Japanese games love their dull, heroic cutscenes. It’s not enough to be fighting on the frontline of an interstellar war, defending the united peoples of Earth against an irrepressible enemy. Oh no. You have to find your long-lost brother, or discover your true self through the death of a teammate, or learn that your Dad is the leader of the baddies and your Mom was a robot made from car parts.
We’ll chalk this one up to the quirks of Japanese narrative - the insistence upon personalizing every massive conflict is just the way things are done in their fiction. Every mission is rammed with unrelenting chatter between your wingmen about their issues, and when they’re not arguing amongst themselves in the midst of a dogfight, Sylpheed weaves its seemingly endless tale in a trademark Square Enix movie show. Go make a sandwich, you’ll be here for a while. It’s unfortunate that it need be so intrusive because the story gets in the way of some decent shooting action.
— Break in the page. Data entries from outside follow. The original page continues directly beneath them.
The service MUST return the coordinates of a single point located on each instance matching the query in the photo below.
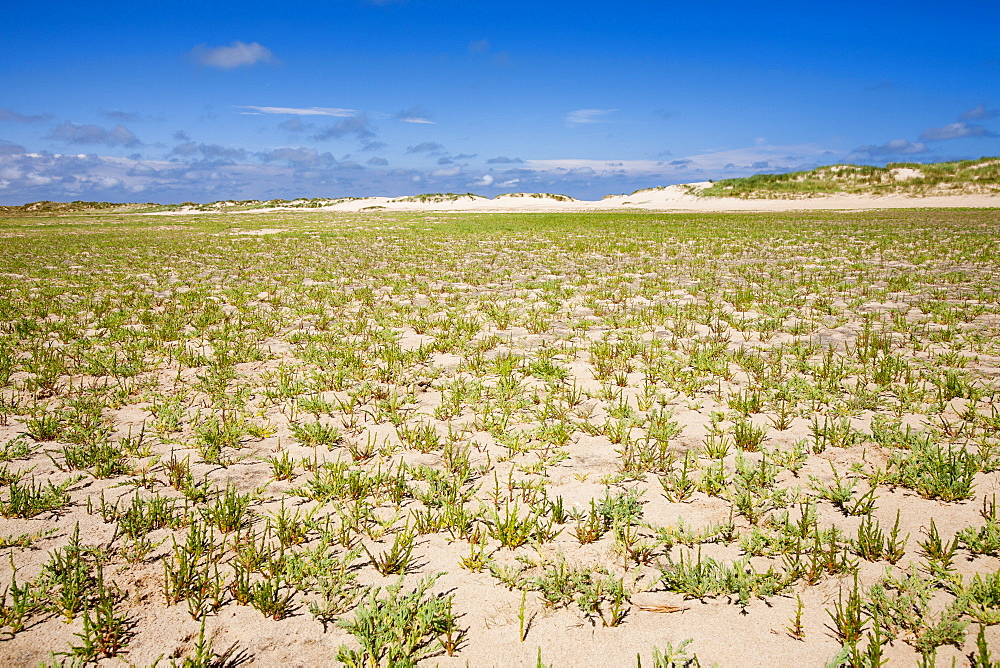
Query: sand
(722, 631)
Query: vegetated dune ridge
(961, 184)
(609, 433)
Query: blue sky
(202, 101)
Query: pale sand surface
(723, 631)
(670, 198)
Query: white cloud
(583, 116)
(237, 54)
(94, 134)
(414, 115)
(778, 158)
(448, 171)
(892, 147)
(300, 111)
(979, 113)
(954, 131)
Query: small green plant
(399, 557)
(399, 629)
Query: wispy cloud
(891, 148)
(584, 116)
(356, 126)
(300, 111)
(94, 134)
(959, 130)
(414, 115)
(504, 160)
(122, 116)
(237, 54)
(979, 113)
(11, 115)
(211, 152)
(479, 46)
(428, 147)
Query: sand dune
(669, 198)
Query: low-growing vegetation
(981, 176)
(365, 437)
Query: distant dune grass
(981, 176)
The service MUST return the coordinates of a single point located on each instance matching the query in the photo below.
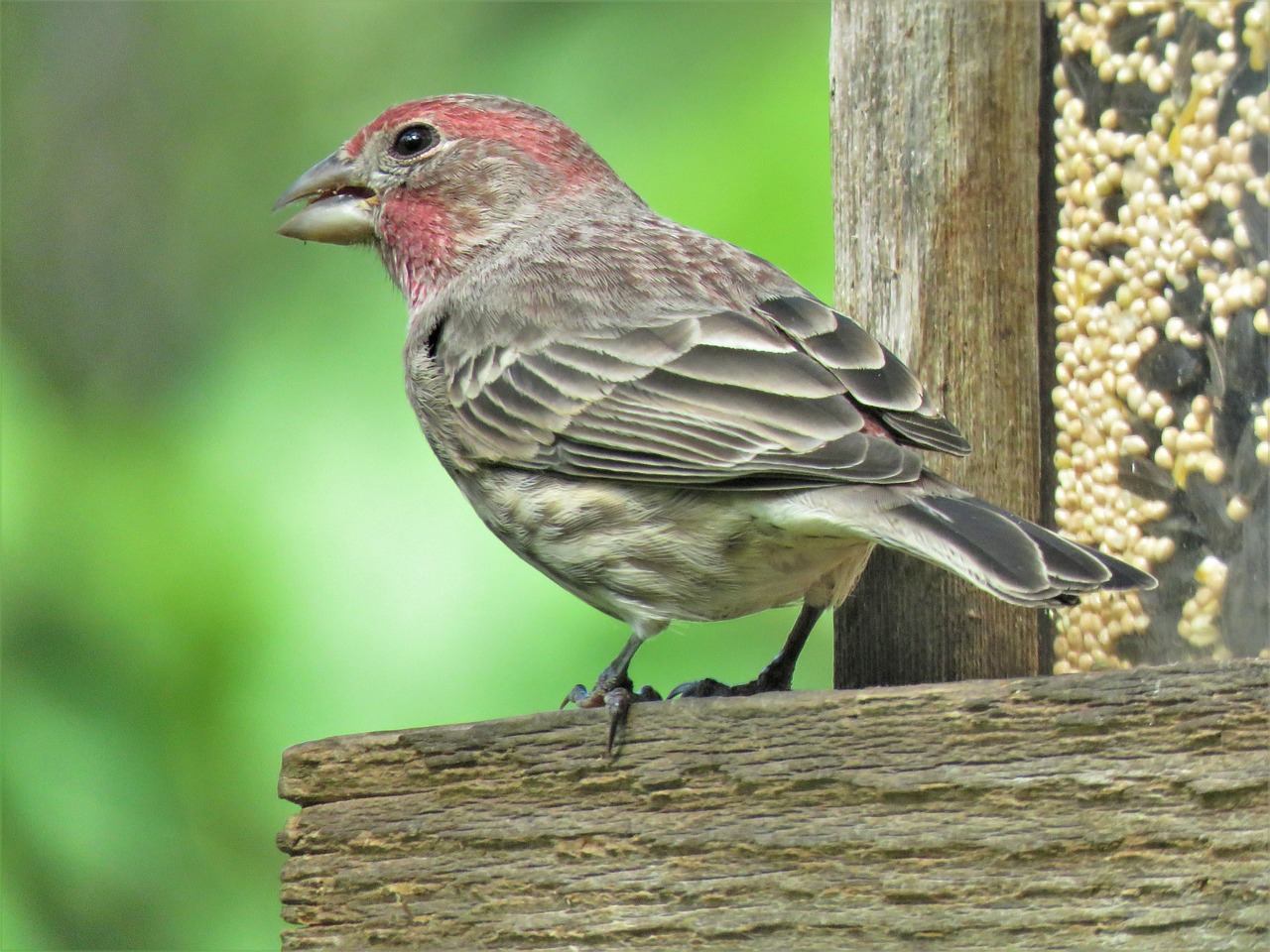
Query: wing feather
(792, 394)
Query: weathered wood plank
(1118, 810)
(935, 178)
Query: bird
(665, 424)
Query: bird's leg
(613, 688)
(778, 675)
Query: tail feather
(1011, 557)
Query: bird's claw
(708, 687)
(616, 694)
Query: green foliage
(221, 531)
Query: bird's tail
(1014, 558)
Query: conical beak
(340, 209)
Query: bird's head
(431, 182)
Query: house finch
(665, 424)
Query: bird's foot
(708, 687)
(615, 692)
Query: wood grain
(935, 176)
(1119, 810)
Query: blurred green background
(222, 532)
While not exactly a sim, Sylpheed sure does use a lot of buttons, and holding, double-tapping or mashing two together will have further effects. Once mastered, you’ll have a lot of control over your space plane and since you’re usually taking on two or three dozen ships at once, its control you’ll need.
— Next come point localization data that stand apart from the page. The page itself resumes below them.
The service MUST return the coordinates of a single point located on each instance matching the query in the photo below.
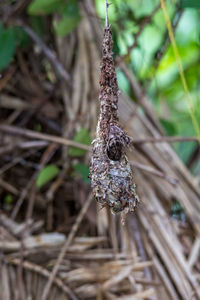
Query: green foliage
(8, 199)
(70, 18)
(46, 175)
(10, 39)
(43, 7)
(8, 46)
(190, 3)
(83, 137)
(83, 170)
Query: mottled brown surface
(110, 171)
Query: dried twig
(42, 136)
(155, 172)
(66, 246)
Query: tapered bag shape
(110, 171)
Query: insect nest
(110, 171)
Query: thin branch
(155, 172)
(41, 136)
(60, 140)
(66, 246)
(106, 9)
(180, 68)
(165, 139)
(43, 272)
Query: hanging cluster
(110, 171)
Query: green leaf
(8, 46)
(21, 37)
(46, 174)
(169, 126)
(83, 170)
(70, 18)
(190, 3)
(43, 7)
(83, 137)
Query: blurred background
(50, 52)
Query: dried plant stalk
(110, 171)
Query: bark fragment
(110, 171)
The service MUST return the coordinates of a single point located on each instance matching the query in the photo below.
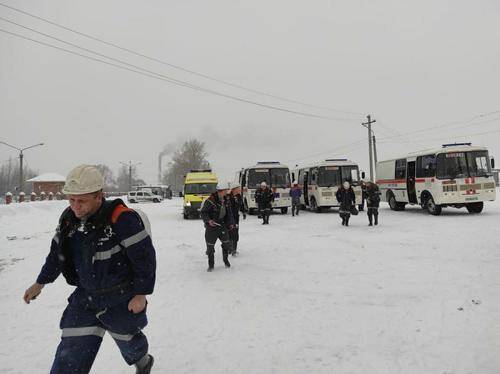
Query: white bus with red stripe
(456, 175)
(277, 177)
(320, 182)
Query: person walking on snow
(218, 222)
(295, 194)
(264, 198)
(372, 202)
(105, 250)
(346, 198)
(235, 205)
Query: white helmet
(82, 180)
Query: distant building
(48, 182)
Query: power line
(327, 151)
(464, 123)
(155, 75)
(177, 66)
(461, 136)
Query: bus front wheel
(475, 208)
(432, 208)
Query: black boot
(211, 262)
(144, 365)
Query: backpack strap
(119, 209)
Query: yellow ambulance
(198, 185)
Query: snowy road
(418, 294)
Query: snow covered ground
(418, 294)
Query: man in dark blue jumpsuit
(105, 250)
(218, 222)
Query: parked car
(142, 196)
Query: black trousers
(234, 235)
(211, 236)
(265, 213)
(372, 213)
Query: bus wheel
(393, 204)
(314, 206)
(432, 208)
(475, 208)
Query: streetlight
(130, 165)
(21, 155)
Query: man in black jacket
(218, 221)
(235, 206)
(347, 199)
(264, 198)
(372, 202)
(105, 250)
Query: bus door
(410, 182)
(305, 188)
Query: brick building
(48, 182)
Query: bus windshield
(274, 177)
(200, 188)
(350, 174)
(478, 162)
(463, 165)
(329, 176)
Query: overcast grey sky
(413, 65)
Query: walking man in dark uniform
(295, 194)
(347, 199)
(105, 250)
(218, 222)
(264, 198)
(372, 202)
(236, 205)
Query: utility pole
(21, 157)
(368, 125)
(130, 166)
(374, 150)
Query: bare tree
(109, 180)
(190, 156)
(9, 177)
(124, 180)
You’re given the tools for the job, though. Each ship carries four weapons, but with so many upgrades to spend mission points researching you need to make choices. Lasers or bullets? Rockets or railguns? Do you want a light and fast ship or a heavy one with more bang than an inflated packet of crisps? Being able to tart up your plane with an array of toys makes those missions all the more satisfying.
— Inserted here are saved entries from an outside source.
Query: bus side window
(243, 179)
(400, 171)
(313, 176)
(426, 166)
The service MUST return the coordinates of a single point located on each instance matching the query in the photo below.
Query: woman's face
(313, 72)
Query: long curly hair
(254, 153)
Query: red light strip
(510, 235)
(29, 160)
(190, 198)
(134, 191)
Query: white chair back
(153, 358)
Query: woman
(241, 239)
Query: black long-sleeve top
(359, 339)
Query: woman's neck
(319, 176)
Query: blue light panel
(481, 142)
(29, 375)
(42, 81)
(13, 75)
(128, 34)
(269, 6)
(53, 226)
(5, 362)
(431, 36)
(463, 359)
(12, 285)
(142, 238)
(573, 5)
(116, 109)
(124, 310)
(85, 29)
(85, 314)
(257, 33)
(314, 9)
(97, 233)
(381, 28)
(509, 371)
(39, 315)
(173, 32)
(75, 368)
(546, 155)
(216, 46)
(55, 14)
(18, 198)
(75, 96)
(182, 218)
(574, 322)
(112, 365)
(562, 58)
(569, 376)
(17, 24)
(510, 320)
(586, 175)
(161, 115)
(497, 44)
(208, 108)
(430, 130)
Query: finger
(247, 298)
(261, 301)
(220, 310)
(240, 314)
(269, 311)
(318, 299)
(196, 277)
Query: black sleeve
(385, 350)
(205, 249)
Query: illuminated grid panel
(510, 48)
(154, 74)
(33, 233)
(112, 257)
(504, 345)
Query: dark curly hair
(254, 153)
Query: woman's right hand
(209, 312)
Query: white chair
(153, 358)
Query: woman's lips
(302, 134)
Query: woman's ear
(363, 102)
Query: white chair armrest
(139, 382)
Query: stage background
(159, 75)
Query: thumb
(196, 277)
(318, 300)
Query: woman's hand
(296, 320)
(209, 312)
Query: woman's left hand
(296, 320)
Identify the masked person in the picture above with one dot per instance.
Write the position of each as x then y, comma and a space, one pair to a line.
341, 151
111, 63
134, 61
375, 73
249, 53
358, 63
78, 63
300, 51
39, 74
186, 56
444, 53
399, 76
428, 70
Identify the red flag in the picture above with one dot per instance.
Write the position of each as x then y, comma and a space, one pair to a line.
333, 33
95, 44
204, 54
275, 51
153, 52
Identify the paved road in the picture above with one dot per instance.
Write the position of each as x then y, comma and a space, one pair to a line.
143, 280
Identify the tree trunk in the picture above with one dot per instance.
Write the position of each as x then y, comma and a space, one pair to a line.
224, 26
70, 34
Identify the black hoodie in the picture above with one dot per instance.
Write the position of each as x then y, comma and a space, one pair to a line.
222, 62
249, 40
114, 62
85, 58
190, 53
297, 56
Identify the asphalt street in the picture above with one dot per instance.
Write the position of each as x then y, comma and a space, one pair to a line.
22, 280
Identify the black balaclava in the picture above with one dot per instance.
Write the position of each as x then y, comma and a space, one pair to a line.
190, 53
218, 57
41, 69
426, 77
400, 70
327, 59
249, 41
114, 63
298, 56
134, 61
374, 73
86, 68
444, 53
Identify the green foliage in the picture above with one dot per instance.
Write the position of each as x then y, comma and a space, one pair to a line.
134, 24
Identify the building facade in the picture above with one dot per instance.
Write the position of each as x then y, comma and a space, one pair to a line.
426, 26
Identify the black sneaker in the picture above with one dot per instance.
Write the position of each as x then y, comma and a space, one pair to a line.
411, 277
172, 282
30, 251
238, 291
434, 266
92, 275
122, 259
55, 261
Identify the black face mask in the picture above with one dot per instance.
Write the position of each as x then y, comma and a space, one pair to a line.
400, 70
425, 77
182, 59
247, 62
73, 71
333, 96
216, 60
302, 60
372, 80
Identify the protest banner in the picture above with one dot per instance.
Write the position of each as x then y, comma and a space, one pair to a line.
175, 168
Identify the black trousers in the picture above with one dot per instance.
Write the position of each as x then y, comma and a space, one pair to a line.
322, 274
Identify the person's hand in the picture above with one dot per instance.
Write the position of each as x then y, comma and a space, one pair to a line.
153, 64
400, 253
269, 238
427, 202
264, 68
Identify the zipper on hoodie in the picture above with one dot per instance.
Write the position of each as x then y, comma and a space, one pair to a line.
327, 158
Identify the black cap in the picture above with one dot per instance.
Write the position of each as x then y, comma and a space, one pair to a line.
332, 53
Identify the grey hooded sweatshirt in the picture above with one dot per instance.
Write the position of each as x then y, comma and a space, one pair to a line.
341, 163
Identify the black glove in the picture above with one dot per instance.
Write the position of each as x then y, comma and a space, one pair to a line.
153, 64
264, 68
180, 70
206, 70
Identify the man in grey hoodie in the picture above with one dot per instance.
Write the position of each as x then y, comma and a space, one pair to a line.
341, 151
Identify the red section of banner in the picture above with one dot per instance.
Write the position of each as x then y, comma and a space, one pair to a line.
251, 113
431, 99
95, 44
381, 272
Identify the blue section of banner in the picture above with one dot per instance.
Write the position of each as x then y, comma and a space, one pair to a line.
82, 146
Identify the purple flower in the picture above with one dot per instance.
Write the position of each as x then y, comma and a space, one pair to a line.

Alas, this is as far as variety goes. The missions are so similar that they could easily merge into one were it not for the nice quiet hours you get to enjoy while the cutscenes are on. The trouble with space is there’s no ground, and thus no ground targets to deal with. It denies developers a lot of extra options to mix things up. It’s always “kill this squadron” or “defend this whazit,” and they all amount to the same sequence of events - fly, shoot, rearm, shoot more.
Shooting things is fun; shooting things with a custom set of weapons even more so, but three hours in and you’re still shooting the same baddies in the same formations and chasing the same elite squadrons around in circles. Sylpheed is never bad; it just never offers anything fresh.